I would like to race two threads in order to create a tibble with column names p1,p2,algorithm_name,cpu_time,killed
. Sometimes algorithm1 takes 10s while algorithm2 takes 1s or vice versa. It is enough to know that the slower one takes >2x time. The remaining 8s would be better spent on other points in the p1,p2 space.

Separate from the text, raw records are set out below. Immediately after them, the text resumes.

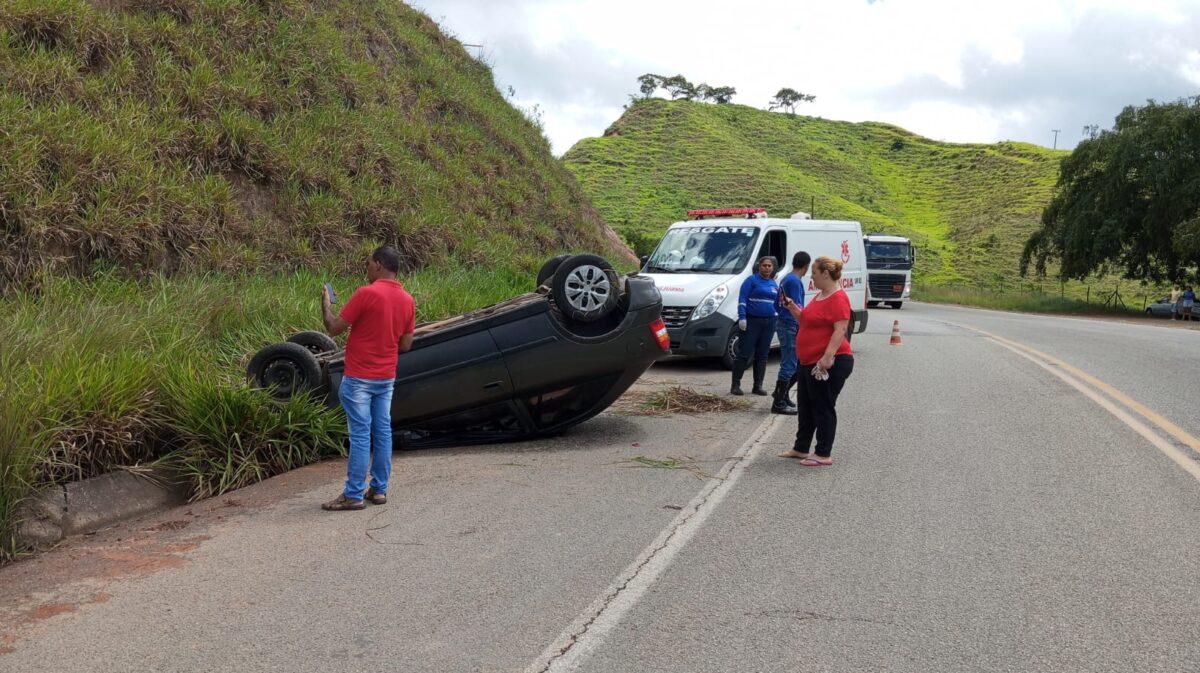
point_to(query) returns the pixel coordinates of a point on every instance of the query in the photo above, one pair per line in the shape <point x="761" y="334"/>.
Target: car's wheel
<point x="316" y="342"/>
<point x="547" y="270"/>
<point x="285" y="370"/>
<point x="731" y="348"/>
<point x="585" y="288"/>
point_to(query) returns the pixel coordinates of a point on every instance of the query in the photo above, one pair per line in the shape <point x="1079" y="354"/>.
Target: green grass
<point x="114" y="371"/>
<point x="967" y="208"/>
<point x="1029" y="301"/>
<point x="245" y="134"/>
<point x="178" y="179"/>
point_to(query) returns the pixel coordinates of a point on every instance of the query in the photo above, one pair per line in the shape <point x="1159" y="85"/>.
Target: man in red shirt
<point x="381" y="318"/>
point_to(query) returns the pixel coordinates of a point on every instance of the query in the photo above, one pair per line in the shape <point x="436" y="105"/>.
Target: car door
<point x="456" y="371"/>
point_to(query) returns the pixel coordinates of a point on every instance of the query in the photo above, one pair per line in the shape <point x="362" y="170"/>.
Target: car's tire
<point x="316" y="342"/>
<point x="586" y="288"/>
<point x="731" y="348"/>
<point x="285" y="370"/>
<point x="547" y="270"/>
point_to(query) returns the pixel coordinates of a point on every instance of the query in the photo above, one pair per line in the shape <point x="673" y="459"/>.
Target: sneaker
<point x="343" y="503"/>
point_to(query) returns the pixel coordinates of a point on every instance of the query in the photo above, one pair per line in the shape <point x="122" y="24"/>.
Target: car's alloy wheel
<point x="285" y="370"/>
<point x="316" y="342"/>
<point x="547" y="270"/>
<point x="585" y="288"/>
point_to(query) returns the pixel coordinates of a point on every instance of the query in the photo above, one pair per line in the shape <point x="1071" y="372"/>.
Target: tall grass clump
<point x="177" y="179"/>
<point x="113" y="371"/>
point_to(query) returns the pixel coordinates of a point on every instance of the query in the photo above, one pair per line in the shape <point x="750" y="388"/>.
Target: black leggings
<point x="816" y="401"/>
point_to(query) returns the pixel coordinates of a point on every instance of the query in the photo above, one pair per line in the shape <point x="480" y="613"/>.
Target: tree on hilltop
<point x="679" y="88"/>
<point x="648" y="84"/>
<point x="719" y="95"/>
<point x="1128" y="198"/>
<point x="787" y="98"/>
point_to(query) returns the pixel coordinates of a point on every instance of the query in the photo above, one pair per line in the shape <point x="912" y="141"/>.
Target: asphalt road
<point x="991" y="508"/>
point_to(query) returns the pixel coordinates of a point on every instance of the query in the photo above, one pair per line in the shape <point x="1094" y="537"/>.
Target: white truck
<point x="888" y="269"/>
<point x="700" y="264"/>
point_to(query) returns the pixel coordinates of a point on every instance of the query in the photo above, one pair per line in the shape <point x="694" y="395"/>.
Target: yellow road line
<point x="1163" y="445"/>
<point x="1147" y="413"/>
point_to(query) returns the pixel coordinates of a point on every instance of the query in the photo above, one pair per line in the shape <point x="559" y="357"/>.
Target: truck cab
<point x="889" y="262"/>
<point x="701" y="263"/>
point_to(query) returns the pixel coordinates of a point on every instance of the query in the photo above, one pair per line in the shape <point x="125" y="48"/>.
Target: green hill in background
<point x="247" y="134"/>
<point x="967" y="208"/>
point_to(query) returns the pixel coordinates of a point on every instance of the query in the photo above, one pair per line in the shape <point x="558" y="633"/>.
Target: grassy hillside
<point x="969" y="208"/>
<point x="177" y="179"/>
<point x="240" y="134"/>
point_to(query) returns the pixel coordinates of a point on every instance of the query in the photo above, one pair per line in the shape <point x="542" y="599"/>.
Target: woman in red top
<point x="826" y="362"/>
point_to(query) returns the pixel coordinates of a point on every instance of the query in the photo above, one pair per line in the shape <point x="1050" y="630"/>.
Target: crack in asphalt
<point x="714" y="485"/>
<point x="809" y="616"/>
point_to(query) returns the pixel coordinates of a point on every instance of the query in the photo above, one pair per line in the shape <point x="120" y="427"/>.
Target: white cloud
<point x="947" y="68"/>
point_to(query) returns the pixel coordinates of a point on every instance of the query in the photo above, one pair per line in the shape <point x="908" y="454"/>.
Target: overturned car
<point x="531" y="366"/>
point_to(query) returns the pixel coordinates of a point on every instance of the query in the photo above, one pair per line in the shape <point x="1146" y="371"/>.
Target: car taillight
<point x="660" y="332"/>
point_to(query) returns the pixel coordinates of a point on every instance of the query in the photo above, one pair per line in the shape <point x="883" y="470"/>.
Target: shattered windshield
<point x="888" y="252"/>
<point x="703" y="250"/>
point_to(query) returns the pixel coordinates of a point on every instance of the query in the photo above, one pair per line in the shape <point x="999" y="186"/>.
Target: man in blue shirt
<point x="791" y="287"/>
<point x="757" y="304"/>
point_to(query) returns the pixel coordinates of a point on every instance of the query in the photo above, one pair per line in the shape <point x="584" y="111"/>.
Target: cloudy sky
<point x="949" y="70"/>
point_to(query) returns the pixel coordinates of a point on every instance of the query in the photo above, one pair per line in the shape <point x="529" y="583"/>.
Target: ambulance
<point x="700" y="264"/>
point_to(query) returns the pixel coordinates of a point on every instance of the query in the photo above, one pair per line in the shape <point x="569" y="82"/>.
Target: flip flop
<point x="815" y="462"/>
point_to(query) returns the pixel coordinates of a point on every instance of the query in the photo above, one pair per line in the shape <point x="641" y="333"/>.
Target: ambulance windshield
<point x="703" y="250"/>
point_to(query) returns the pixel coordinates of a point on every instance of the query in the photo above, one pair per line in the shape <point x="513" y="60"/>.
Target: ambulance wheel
<point x="586" y="288"/>
<point x="731" y="348"/>
<point x="547" y="270"/>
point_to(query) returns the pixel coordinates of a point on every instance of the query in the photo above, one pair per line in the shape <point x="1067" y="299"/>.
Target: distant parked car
<point x="531" y="366"/>
<point x="1161" y="308"/>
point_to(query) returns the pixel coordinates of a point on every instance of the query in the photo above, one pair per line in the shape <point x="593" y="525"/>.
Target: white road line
<point x="1159" y="443"/>
<point x="589" y="629"/>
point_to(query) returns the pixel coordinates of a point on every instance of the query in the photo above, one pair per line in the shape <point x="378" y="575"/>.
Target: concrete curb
<point x="91" y="504"/>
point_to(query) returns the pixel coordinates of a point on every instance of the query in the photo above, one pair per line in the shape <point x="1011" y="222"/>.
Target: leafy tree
<point x="721" y="95"/>
<point x="1128" y="198"/>
<point x="787" y="98"/>
<point x="679" y="88"/>
<point x="648" y="84"/>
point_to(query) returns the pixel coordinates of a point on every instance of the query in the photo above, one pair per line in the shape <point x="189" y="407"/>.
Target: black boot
<point x="780" y="406"/>
<point x="739" y="367"/>
<point x="760" y="373"/>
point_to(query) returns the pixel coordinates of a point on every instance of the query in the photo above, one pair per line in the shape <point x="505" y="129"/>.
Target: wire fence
<point x="1102" y="293"/>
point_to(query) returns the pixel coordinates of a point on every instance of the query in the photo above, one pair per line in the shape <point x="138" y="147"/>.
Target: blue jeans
<point x="367" y="403"/>
<point x="755" y="342"/>
<point x="786" y="331"/>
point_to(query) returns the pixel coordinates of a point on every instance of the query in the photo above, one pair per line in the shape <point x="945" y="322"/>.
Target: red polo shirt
<point x="816" y="326"/>
<point x="379" y="314"/>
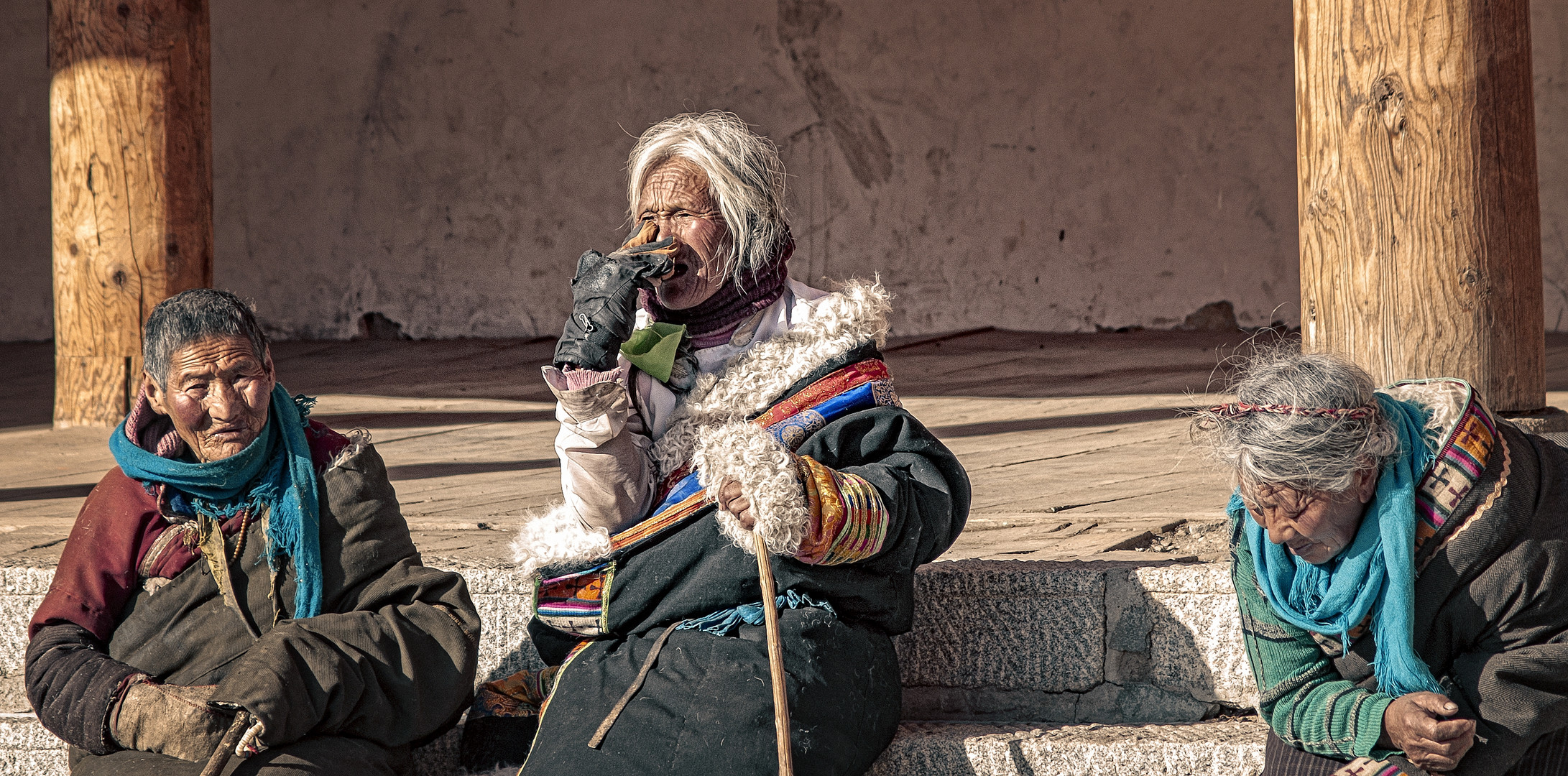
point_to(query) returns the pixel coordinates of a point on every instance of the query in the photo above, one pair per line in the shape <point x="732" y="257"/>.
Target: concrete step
<point x="1104" y="642"/>
<point x="1214" y="748"/>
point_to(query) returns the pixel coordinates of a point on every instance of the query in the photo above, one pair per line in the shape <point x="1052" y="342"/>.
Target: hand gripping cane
<point x="770" y="619"/>
<point x="220" y="756"/>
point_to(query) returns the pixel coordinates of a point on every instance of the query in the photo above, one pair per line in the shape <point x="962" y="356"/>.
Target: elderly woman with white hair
<point x="1399" y="560"/>
<point x="706" y="397"/>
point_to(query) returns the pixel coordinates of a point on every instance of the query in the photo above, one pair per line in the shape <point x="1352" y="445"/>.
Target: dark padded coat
<point x="391" y="660"/>
<point x="706" y="704"/>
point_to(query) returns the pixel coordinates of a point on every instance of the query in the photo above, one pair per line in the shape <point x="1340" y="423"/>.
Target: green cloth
<point x="1300" y="693"/>
<point x="652" y="348"/>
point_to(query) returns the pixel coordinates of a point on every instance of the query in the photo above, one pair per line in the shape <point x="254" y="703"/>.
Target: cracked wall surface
<point x="1054" y="167"/>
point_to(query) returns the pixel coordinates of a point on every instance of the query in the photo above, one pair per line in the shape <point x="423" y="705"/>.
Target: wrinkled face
<point x="218" y="395"/>
<point x="676" y="198"/>
<point x="1313" y="526"/>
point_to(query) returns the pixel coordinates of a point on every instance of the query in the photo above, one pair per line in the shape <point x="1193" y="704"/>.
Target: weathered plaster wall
<point x="1034" y="165"/>
<point x="26" y="284"/>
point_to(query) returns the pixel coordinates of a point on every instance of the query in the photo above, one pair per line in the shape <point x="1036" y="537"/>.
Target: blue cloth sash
<point x="1375" y="574"/>
<point x="275" y="471"/>
<point x="725" y="623"/>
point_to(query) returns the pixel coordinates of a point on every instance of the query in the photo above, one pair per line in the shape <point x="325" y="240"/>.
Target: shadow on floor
<point x="1037" y="424"/>
<point x="50" y="491"/>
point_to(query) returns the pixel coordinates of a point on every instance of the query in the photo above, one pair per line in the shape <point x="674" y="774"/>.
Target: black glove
<point x="604" y="300"/>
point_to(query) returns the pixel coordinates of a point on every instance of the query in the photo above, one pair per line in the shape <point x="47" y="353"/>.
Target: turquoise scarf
<point x="275" y="471"/>
<point x="1375" y="574"/>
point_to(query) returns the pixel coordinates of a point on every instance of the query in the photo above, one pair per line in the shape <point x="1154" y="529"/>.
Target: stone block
<point x="1140" y="703"/>
<point x="1216" y="748"/>
<point x="1007" y="626"/>
<point x="1176" y="627"/>
<point x="16" y="610"/>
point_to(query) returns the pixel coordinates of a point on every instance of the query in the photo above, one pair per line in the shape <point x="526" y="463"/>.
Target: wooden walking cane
<point x="770" y="619"/>
<point x="231" y="739"/>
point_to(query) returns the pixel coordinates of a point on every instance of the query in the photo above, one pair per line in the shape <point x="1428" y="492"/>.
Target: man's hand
<point x="170" y="720"/>
<point x="604" y="300"/>
<point x="733" y="501"/>
<point x="1419" y="725"/>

It looks like I could use mcfork, mcexit, readChildren and mckill to do it. But I'm having trouble starting a single thread:
p <- parallel:::mcfork()
if ("childProcess" %in% class(p)) {
parallel:::mcexit(send = 5)
}
parallel:::readChildren()
On my R 4.3.1 ubuntu 20.04 the above code has an error > Error in parallel:::mcexit(send = 5) : 'mcexit' can only be used in a child process
. I'm already trying to do that.
Edit: I have a solution with mcparallel, mccollect, mckill
# race(fs, x) races the functions in fs on the data in x. fs can either be a
# list of functions with names, or a list of strings which must be the names of
# functions. In other words, do.call(fs[i], x)
#
# Losers of the race are disqualified if they take 1+disqualifiation times
# the winner's time.
#
# polling_period is the time in seconds to wait between checking for the winner.
#
# the result is a tibble with columns
#
# > # A tibble: 2 × 4
# > f elapsed crashed killed
# > <chr> <dbl> <lgl> <lgl>
# > 1 closest_pairs_hash 0.0490 FALSE FALSE
# > 2 closest_pairs_emst 0.0588 FALSE TRUE
race <- function(fs, x, polling_period=0.05, disqualification = 0.2) {
do.call(assert_that,c(is.character(fs) || is.list(fs),
is.list(x),
imap(fs, ~ { is.character(.y) && (is.function(.x) || exists(.x, mode="function")) ||
is.character(.x) && exists(.x, mode="function") } )))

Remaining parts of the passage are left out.